For Immediate Release: April 6, 2017
Women-Church Convergence Members Respond To Challenging Times With Spirituality and Calls for Justice
Women-Church Convergence (W-CC), a coalition of autonomous Catholic-rooted feminist organizations, gathered in Chicago last weekend for its annual meeting and expressed its extreme dismay about the present United States administration and its destructive policy positions on many urgent issues.

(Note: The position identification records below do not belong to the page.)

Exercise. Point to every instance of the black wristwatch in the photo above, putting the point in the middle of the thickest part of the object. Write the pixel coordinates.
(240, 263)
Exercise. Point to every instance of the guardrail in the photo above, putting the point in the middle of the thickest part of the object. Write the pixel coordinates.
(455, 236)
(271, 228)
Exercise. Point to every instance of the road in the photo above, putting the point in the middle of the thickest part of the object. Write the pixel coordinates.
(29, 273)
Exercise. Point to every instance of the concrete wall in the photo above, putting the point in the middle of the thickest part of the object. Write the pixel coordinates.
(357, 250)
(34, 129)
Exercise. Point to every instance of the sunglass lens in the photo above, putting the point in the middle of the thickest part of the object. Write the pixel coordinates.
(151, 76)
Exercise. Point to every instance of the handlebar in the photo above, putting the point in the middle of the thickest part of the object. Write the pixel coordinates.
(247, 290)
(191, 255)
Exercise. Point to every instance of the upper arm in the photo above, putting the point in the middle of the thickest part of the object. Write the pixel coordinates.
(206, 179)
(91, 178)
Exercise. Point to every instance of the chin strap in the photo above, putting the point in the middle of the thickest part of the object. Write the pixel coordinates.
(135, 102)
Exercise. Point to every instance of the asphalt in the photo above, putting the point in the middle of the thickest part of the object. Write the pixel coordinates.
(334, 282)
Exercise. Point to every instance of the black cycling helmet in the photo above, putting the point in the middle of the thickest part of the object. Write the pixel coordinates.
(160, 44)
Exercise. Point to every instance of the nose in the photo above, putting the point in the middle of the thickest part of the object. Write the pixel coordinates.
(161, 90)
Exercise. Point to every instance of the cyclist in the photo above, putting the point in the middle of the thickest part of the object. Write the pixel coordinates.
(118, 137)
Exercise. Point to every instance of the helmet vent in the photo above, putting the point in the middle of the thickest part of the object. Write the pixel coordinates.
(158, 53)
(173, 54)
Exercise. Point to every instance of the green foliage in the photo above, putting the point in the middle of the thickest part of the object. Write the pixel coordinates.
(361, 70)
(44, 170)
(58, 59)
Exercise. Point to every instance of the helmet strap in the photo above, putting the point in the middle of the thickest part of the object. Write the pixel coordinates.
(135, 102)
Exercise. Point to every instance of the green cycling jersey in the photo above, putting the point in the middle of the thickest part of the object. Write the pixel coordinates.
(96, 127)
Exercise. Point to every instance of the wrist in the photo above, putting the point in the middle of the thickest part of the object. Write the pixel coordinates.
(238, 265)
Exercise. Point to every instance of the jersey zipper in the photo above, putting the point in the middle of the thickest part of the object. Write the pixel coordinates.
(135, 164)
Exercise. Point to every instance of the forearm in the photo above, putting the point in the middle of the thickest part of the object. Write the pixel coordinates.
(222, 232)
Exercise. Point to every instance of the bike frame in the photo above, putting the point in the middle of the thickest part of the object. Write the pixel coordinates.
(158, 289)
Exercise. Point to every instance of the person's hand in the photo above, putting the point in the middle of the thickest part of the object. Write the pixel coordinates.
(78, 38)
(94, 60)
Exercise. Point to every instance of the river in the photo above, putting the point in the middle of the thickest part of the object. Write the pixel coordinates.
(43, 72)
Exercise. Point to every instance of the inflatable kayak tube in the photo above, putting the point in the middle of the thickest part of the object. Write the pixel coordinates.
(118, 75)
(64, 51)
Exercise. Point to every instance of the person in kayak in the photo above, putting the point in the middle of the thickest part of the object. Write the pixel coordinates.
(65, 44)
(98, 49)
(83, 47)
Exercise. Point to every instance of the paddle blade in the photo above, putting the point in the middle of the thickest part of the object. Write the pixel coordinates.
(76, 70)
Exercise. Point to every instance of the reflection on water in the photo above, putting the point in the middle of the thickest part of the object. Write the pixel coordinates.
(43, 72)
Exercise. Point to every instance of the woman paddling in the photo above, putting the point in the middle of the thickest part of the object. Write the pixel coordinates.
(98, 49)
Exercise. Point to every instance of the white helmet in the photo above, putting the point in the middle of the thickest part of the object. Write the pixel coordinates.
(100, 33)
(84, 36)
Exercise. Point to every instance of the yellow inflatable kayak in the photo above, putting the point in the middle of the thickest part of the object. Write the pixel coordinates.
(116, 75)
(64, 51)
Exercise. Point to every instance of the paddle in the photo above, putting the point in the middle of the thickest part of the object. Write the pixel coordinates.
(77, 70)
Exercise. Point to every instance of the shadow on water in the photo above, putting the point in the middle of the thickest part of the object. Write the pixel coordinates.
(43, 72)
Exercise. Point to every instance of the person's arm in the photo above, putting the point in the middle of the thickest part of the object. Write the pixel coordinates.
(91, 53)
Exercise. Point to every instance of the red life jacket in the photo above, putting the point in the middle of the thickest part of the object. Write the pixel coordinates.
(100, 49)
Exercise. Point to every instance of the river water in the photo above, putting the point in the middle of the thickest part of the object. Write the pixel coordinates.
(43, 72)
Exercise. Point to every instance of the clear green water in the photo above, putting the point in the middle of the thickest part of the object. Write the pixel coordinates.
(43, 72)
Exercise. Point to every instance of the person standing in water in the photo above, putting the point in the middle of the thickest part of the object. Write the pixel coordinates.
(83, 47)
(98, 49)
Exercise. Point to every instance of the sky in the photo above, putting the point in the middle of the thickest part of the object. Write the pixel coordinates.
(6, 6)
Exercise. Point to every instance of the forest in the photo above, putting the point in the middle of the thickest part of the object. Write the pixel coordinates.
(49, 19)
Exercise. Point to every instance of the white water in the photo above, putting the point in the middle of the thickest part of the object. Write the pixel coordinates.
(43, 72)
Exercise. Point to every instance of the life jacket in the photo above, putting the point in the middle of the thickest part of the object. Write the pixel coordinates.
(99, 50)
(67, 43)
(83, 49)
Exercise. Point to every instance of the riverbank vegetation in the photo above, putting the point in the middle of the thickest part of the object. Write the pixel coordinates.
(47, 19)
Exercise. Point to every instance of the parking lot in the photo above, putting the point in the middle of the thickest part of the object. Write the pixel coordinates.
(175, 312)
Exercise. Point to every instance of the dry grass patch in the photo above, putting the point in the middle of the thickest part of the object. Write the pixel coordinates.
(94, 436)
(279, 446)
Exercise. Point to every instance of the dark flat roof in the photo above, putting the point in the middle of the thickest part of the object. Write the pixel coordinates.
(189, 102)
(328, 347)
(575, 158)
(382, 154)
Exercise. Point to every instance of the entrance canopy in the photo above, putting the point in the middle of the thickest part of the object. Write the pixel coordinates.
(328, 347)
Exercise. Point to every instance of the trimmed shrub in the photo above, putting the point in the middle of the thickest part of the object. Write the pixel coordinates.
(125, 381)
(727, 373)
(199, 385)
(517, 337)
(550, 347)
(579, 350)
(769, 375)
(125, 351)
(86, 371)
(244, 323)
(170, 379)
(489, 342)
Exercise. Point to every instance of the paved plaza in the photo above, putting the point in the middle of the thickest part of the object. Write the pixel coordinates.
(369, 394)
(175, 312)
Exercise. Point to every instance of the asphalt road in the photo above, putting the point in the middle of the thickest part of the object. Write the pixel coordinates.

W-CC held a public panel in conjunction with its annual meeting entitled “Feminist Spirituality and Activism in Challenging Times,” in which five inspiring women of faith shared their perspectives on intersectional activism since the election. Speakers on the panel included Mary E. Hunt, Ph.D., a feminist theologian who is co-founder and co-director of the Women's Alliance for Theology, Ethics and Ritual (WATER), Sonja Spoo, Domestic Program Associate at Catholics for Choice (CFC), Laura Singer, an activist for reform in the Catholic church working with the Women's Ordination Conference and Call To Action, and Lauren Robinson and Violet Ricker, both current students at McCormick Theological Seminary.
Throughout their annual meeting, W-CC members shared their distress regarding current U.S. policies including those related to environmental degradation, limiting access to women's health and reproductive justice, the undermining of public education, xenophobia, rollback of protections for transgender students, support for militarization at the expense of critical human services, and regressive tax policies which enrich a few and impoverish millions of others. W-CC shared deep concern of the administration's wholesale denial of facts and truth, which demonstrate a profound disrespect for human intelligence and lack of integrity.
W-CC also criticized the U.S. Conference of Catholic Bishops (USCCB) for abandoning the social justice commitments of our faith, and for failing to advocate for the overall common good. It decried the USCCB's focus on abortion and perceived threats to "religious liberty" at the expense of other pressing issues.
Further, W-CC pointed with alarm to the concentration of self-described Catholics around the present leadership, people with a limited grasp of essential Gospel values.
Women-Church Convergence envisions a society of justice, equality and the inclusion of all; honest, ethical, environmentally sensitive and democratic.
It pledges anew to work for such a society with all people of goodwill.